Over 80 millionaires from around the world, including British film director Richard Curtis, have signed a pledge asking to pay more tax, as their contribution to fund the economic recovery from coronavirus
Other signatories to the letter calling for higher taxation on the richest include Jerry Greenfield, co-founder of ice cream manufacturer Ben and Jerry's, and Disney heir Abigail Disney.
In the ‘Millionaires for Humanity’ letter, they state: ‘As Covid-19 strikes the world, millionaires like us have a critical role to play in healing our world.
‘No, we are not the ones caring for the sick in intensive care wards. We are not driving the ambulances that will bring the ill to hospitals. We are not restocking grocery store shelves or delivering food door to door.
‘But we do have money, lots of it. Money that is desperately needed now and will continue to be needed in the years ahead, as our world recovers from this crisis.’
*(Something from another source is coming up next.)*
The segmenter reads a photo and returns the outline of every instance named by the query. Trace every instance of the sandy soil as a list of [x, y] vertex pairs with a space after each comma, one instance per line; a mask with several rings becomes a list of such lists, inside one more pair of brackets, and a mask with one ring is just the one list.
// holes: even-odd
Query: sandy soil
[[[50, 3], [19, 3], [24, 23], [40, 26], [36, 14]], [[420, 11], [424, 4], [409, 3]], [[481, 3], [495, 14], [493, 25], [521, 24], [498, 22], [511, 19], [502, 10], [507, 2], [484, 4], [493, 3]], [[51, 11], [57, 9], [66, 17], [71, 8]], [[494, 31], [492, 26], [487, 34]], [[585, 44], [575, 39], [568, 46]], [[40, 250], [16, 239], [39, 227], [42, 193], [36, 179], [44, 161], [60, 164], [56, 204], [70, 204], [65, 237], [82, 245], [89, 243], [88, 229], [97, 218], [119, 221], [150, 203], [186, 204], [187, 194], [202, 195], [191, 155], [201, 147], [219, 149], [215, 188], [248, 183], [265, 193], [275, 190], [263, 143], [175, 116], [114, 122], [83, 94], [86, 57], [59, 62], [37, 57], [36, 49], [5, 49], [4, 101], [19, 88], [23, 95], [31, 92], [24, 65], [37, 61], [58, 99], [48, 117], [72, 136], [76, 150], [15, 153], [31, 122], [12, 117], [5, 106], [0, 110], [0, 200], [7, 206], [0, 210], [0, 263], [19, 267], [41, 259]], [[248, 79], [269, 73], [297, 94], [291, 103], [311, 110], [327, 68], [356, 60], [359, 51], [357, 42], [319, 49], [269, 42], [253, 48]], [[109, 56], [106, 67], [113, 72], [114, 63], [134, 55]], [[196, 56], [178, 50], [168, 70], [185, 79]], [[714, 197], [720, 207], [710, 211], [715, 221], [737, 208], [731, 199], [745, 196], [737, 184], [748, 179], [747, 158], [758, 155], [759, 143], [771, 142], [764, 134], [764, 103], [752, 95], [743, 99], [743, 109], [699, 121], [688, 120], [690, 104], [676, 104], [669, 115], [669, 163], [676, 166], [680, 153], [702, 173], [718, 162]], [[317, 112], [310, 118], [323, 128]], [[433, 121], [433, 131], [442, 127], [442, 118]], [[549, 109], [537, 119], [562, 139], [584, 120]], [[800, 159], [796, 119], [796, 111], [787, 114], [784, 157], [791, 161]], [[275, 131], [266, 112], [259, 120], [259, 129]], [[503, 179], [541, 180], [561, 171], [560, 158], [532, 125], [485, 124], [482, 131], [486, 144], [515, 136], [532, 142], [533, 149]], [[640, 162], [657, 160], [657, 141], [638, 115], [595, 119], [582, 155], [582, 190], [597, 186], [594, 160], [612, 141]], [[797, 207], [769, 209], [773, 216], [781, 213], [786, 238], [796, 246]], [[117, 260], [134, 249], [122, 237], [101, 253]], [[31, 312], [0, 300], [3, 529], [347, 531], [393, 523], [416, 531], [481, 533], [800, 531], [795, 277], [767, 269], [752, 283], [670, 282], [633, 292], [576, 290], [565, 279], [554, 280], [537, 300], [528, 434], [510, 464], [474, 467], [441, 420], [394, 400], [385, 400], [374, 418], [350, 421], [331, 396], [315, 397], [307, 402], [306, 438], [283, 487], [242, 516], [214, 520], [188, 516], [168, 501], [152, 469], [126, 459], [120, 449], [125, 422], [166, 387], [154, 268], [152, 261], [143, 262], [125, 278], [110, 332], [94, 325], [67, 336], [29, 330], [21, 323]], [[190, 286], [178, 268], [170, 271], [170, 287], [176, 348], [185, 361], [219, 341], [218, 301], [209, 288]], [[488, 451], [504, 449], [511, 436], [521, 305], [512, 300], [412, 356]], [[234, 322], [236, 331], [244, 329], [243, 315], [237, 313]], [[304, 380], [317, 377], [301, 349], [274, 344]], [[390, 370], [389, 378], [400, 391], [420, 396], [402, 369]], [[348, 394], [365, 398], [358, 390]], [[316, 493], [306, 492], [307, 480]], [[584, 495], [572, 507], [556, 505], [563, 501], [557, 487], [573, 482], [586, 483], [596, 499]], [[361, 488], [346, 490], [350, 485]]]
The letter, which has been signed by 83 millionaires from over a dozen countries, goes on to say: ‘The problems caused by, and revealed by, Covid-19 can’t be solved with charity, no matter how generous.
‘Government leaders must take the responsibility for raising the funds we need and spending them fairly.
‘We can ensure we adequately fund our health systems, schools, and security through a permanent tax increase on the wealthiest people on the planet, people like us.’
The pledge has been organised by a group of six charities, including Oxfam and Tax Justice UK.
The abrupt economic downturn caused by Covid-19 has led to a wider discussion about whether or not countries should introduce a ‘wealth tax’.
Currently only Norway has such a tax, which is levied on individuals with total assets valued above NOK 1.5m (£124,000), but it includes a number of exceptions for valuation purposes, including the main home.
Labour’s shadow chancellor Anneliese Dodds called in a speech earlier this month for a ‘new settlement’ to address the fact that those on lower incomes pay more tax proportionally than high earners, while the richest are not taxed on their assets in line with income tax.
Dodds said: ‘I think the government does need to look at this area, I don’t think we’re in a fair situation.
‘I think we do need to have that new settlement and actually much of the opinion data has indicated that has a lot of support among the UK population as well.’
Last year, Credit Suisse Research Institute's Global Wealth Report identified 46.8m millionaires worldwide, up 1.1m on 2018.
The US added more than half of this number – 675,000 new millionaires – to its sizeable stock, while the number of UK millionaire fell by 27,000.